When California passed landmark climate legislation in 2008 to tackle climate change by targeting the way its residents drive and use other forms of transportation, it was the most ambitious such plan in the country. 

In the nearly two decades since the Sustainable Communities and Climate Protection Act was passed, researchers, policymakers and others have been able to draw many lessons from what hasn’t worked, such as an increasing number of people driving and creating more pollution, but also what might be worth emulating in other parts of the country.

New research from Northeastern University studies how state, regional and local officials in California work together toward emissions and other climate-focused targets. The research concludes that ambitious climate goals alone are not enough to reduce traffic-related emissions, and better collaboration between different levels of government is essential to reduce pollution.

Serena Alexander, an associate professor of public policy and urban affairs as well as civil and environmental engineering who co-authored the study, says that “California is a good example because it represents one of the most ambitious multi-level climate governance experiments” in the US, especially when it comes to traffic mitigation to reduce greenhouse gases.

Serena Alexander, with long hair and purple glasses, stands against a red background.01/23/24 – BOSTON, MA. – Serena Alexander, associate professor with a joint appointment in the schools of Civil and Environmental Engineering and Public Policy and Urban Affairs, poses for a portrait on Jan. 23, 2024. Photo by Matthew Modoono/Northeastern University

Specifically, the study analyzed five regional metropolitan areas made up of 25 local communities — five per regional area, to explore the kinds of collaboration at play between organizations of different scales, between the local communities and the regional planning bodies.

The MPOs make up one of three levels of political decision-making, Alexander says, with the state, which sets the broadest action plans and goals, and local communities, which include cities and towns of every size, making up the other two decision-making entities. Ideally, all three levels interact with each other toward shared goals. 

But given differences between metropolitan areas — and their corresponding planning organizations — this collaboration is not always smooth or possible. Alexander says that during the team’s research, several barriers appeared that inhibited collaboration between the regional planning bodies and the local cities and towns.

As an example, Southern California’s MPO contains just one massive city: Los Angeles. The city houses nearly 4 million people while dozens of smaller communities depend on the city for funding. These smaller communities also, however, maintain their own autonomy from their huge neighbor, occasionally making it difficult for officials in L.A. to coordinate with those in the surrounding communities. 

In contrast, the Bay Area group has three very large cities — Oakland, San Francisco and San Jose — that have managed to work in concert with one another to develop interlocking traffic reduction strategies. In that region, Alexander notes, it has been easier to create strategies that cross municipal boundaries because the three large cities largely work in concert and provide a model for other, smaller communities to follow.

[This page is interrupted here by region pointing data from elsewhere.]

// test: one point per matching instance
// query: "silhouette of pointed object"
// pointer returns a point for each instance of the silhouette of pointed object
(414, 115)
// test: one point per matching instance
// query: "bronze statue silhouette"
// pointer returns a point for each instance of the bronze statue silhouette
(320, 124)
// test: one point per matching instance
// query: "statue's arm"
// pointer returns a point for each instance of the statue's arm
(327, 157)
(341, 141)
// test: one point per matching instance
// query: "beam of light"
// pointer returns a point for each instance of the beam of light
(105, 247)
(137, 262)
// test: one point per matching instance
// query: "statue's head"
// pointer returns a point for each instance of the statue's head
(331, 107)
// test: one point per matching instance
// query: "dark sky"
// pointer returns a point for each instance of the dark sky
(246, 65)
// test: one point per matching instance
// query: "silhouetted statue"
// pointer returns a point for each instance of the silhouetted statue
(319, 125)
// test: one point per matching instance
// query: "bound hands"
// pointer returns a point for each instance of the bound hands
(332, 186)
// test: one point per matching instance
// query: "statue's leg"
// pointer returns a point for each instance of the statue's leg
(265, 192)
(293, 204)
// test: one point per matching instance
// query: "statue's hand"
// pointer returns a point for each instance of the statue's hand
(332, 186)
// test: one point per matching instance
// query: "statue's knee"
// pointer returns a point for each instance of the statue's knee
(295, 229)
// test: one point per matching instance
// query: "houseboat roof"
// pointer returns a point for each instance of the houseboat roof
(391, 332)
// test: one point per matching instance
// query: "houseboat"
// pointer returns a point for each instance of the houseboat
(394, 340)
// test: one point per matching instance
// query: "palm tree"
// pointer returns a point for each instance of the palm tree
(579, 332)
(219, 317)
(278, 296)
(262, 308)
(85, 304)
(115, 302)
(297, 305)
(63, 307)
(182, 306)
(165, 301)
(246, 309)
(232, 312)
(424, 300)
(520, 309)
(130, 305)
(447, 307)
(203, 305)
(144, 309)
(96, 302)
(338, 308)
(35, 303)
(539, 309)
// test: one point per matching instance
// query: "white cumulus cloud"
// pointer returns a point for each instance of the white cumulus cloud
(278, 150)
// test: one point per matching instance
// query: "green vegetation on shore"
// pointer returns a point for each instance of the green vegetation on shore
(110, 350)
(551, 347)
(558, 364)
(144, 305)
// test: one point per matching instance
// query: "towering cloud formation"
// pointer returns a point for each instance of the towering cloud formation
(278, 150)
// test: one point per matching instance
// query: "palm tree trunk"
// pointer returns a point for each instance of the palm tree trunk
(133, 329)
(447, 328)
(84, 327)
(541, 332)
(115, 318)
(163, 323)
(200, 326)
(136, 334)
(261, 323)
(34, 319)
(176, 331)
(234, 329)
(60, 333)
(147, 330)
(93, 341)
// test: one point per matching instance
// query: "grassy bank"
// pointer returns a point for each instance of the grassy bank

When the team dug deeper into the five regional areas of their study, they found that perhaps the biggest block is the fact that while regional plans are often sweeping and provide large-scale goals, those regions can’t enforce the cooperation of local communities, Alexander says. If a suburb doesn’t want to participate in the wider region’s program, it doesn’t have to. She notes that the state and regional planning groups can do little more than provide incentives.

That said, local community plans can sometimes be more ambitious than the regional plans. Local governments can better tailor their plans to their community, Alexander says. While the wider regions develop plans around “things like modeling, forecasting, sharing best practices, focusing on big infrastructure investment,” local communities are the ones ultimately putting the work into practice, she says. 

For instance,the city of Santa Monica, in the Southern California region, has created dynamic parking rates “to reshape how residents and developers think about driving,” while Fremont, in the Bay Area, incorporated electric vehicle chargers into its zoning codes, according to the study.

Another barrier that emerged was that while regional plans often provide technical models and multi-year infrastructure improvements, local-level governments often operate on shorter timelines due to shorter political cycles and the shifting, immediate concerns of their constituency.

But there aren’t only obstacles, Alexander says. She and her co-author also identified some of the strategies that have been successful within California’s five metropolitan regions. Things work best, she says, when the regional planners and local communities double down on what they’re best at, like managing data, providing an all-encompassing climate action vision “and making sure that the smaller jurisdictions within the region have the capacity, have the know-how, to actually develop and implement climate action plans.”

Smaller communities especially need this additional support from the larger regional bodies, she says, which can come in the form of funding, incentives or simply aid in developing local implementation strategies.

All of this complexity plays into the necessity for regional coordination. For instance, Alexander notes, “you can’t plan for transit locally.” Because public transit crosses municipal borders, those cities have to cooperate. Regional planning that wants to create large public transit corridors needs to accommodate a diverse array of local groups’ interests.

“I think the most important take away is that decarbonizing transportation requires both coordination and autonomy and innovation,” but no one single strategy will provide a silver bullet, Alexander says. Neither bike lanes, electric vehicles or increased walking paths necessarily mean a reduction in traffic and greenhouse gases. It’s the alignment of all these efforts, she says, that could really drive transformative change.